I am taking a Spanish(*) course with a private teacher and they were on vacation these days. Since I was not totally sure whether my teacher was back from their trip, I sent a message today to check if there is a class this coming Saturday. Among other things, I wrote

I was not sure when you were coming back from your trip.

My teacher corrected me and claimed that

I was not sure when you would come back from your trip.

should be used.

Which sentence is correct? If both are correct, do they differ in meaning?

I think that the second sentence expresses more uncertainty than the first one. Am I right?

(*) the whole exchange was in English. I am only mentioning the Spanish course to point out that none of us is a native English speaker.

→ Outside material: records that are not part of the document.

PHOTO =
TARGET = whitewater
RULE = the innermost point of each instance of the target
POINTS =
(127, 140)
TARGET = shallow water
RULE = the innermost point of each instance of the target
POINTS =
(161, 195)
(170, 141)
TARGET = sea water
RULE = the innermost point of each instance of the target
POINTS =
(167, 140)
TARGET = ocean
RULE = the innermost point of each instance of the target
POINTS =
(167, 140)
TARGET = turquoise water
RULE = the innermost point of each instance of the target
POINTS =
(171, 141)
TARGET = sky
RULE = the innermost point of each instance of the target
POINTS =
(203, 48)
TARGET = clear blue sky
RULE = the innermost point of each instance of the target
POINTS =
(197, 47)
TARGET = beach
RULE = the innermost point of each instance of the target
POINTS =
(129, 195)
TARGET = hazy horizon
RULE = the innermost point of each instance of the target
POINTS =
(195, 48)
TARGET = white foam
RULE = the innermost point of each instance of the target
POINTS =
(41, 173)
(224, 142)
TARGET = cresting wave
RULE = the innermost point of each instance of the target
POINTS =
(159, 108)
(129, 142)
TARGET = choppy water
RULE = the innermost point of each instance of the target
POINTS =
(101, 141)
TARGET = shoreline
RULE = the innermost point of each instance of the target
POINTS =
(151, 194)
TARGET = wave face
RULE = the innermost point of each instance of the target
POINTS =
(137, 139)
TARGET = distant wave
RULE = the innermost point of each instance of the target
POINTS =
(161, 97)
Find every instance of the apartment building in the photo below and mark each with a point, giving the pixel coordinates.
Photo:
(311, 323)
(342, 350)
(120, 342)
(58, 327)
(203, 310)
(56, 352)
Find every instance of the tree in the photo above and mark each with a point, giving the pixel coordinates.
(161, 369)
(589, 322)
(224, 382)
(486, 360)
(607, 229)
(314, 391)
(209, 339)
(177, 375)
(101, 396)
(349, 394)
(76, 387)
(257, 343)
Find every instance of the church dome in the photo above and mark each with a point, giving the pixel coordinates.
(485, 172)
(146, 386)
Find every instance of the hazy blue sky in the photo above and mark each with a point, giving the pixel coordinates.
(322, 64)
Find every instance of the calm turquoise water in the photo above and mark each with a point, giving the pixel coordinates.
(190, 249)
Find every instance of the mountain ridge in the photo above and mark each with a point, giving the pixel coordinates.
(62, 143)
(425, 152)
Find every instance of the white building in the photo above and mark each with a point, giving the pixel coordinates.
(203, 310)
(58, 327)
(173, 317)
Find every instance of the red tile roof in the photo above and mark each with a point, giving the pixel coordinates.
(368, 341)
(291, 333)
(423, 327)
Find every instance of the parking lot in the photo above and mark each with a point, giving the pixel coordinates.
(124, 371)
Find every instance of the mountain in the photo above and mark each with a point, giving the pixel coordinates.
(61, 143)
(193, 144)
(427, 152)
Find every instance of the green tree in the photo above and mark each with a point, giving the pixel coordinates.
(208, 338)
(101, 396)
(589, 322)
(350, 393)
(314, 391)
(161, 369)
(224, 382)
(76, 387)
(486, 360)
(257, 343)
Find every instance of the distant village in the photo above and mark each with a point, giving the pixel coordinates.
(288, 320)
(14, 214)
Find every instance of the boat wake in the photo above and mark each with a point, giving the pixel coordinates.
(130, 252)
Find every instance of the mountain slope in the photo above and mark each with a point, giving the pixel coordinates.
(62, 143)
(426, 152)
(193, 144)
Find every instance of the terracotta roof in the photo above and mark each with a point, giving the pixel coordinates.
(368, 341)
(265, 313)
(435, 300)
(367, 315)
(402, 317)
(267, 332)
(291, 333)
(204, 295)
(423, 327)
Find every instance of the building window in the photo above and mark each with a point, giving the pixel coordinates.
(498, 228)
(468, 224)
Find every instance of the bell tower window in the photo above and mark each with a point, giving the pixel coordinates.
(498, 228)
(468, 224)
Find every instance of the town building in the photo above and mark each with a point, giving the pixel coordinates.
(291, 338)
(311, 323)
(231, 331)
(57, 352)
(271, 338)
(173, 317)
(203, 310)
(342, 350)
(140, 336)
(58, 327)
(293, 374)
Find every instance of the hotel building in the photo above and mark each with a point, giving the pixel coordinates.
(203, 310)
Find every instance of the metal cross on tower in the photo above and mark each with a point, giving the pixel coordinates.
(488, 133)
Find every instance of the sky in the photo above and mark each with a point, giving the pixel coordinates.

  • I am not sure when you came back from your trip. what about this one? Jan 3, 2020 at 6:30
  • 1
    @DilipHirapara: I was considering this version too but, if I am correct, it means that I know that my teacher is back from her trip, but not exactly when she came back. My situation is slightly different: today, I know that my teacher is back from her trip or will be back soon (date of return: today + or - one day) and I want to check her status so that we can have class tomorrow.
    – Taladris
    Jan 3, 2020 at 6:34

2 Answers 2


"I was not sure when you were coming back" is perfectly idiomatic English, implying that you had known that there was a fixed date for the teacher's return but not what date it was.

"I was not sure when you would come back" suggests that the teacher had disappeared for an indefinite period.


I find your comment more contextual. As you said, you are sure that the teacher will be back or probably back and you want to know about the class. In that case, the simplest way is to ask -

Are you back? Do we have classes?

Are you... works as it denotes the present status of your teacher. Since the context is clear, that question will be well understood by him/her.